2.2 Environmental data
We downloaded environmental variables in raster format, commonly used in
spatial modeling of marine environments from the global repositories
Bio-Oracle (Assis et al. 2018) and MARSPEC (Sbrocco and Barber 2013) at
four depths (superficial, benthic maximum, benthic mean and benthic
minimum). Then, we classified the variables into five groups: Bsurf
(superficial Bio-Oracle; n = 10), Bma (maximum benthic Bio-Oracle; n =
8), Bme (mean benthic Bio-Oracle; n = 8), Bmi (minimum benthic
Bio-Oracle n = 8), and Msurf (superficial MARSPEC; n = 6). This protocol
was used to select the combination repository/depth that maximizes the
explanatory capacity of predictors (Table 1). To standardize the spatial
resolution of the variables, we resampled the MARSPEC variables to match
the 5 arc-minutes cell resolution of Bio-Oracle.
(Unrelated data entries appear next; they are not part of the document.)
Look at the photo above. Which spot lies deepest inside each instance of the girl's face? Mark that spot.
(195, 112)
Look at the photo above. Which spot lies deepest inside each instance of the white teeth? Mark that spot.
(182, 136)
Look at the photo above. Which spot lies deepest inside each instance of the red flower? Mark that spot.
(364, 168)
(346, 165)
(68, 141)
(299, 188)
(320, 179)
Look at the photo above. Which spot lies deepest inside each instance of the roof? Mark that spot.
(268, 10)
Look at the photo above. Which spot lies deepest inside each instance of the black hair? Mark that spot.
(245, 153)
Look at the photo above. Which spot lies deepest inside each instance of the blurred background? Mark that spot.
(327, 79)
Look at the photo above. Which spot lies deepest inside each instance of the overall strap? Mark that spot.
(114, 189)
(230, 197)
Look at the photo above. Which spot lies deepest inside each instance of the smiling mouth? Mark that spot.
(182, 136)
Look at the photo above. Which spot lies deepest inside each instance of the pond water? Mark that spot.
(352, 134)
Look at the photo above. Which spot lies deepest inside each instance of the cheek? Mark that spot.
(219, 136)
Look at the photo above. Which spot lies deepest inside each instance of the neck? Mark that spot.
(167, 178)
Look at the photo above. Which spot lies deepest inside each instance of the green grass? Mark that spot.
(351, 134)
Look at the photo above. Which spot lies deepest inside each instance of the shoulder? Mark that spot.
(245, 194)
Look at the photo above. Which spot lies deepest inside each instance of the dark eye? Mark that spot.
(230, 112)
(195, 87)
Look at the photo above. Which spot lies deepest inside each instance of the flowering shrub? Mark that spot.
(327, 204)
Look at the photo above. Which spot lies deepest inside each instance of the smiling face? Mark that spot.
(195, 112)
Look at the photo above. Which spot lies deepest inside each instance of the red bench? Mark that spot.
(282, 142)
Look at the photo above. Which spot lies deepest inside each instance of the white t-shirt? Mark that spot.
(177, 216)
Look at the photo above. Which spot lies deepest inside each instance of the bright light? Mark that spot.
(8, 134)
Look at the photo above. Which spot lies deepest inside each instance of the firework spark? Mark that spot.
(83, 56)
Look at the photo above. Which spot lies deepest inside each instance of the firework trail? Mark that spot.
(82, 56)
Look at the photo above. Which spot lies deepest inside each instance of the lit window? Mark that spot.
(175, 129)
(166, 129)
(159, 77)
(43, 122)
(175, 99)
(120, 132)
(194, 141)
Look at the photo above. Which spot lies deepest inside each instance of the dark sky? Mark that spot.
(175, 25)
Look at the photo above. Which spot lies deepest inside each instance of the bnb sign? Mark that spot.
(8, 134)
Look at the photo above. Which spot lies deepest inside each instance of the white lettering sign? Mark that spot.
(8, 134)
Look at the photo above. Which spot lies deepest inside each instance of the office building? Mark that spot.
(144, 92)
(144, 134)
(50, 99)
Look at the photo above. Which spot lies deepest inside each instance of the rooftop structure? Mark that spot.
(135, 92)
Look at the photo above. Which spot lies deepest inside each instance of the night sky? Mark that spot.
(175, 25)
Subsequently, we
resampled both repositories at a resolution of 10 arc-minutes with the
same method, to assess the effect of spatial resolution on our results
(Connor et al. 2019).
For each species, we defined a polygon representing a hypothesis of its
historical accessibility (area M ; sensu Soberon and Peterson
2005) based on the marine biogeographical provinces of the world
(Spalding et al. 2007) and ocean current information
(earth.nullschool.net/#current/ocean/surface/currents/patterson). We
first selected as area M all the provinces with at least one
presence record of the species in question. Then, based on the natural
history of the species and the geographical configuration of its
occurrences, we limiting or expanding it depending on whether we
consider that the currents could serve as physical barriers or dispersal
channels. Then, we also defined a calibration area and masked the
variables by selecting only the areas within the intersection between
the presence records of the species in question and the marine
eco-regions; a finer sub-regionalization than the provinces. Finally, to
reduce collinearity and dimensionality of predictors, we eliminated
individually for each species, variables in each of the five groups that
had a pairwise Pearson correlation >0.8 with the functioncorrelation_finder in “ntbox” package (Feng et al. 2019; Mateo
et al. 2013; Osorio-Olvera et al. 2020).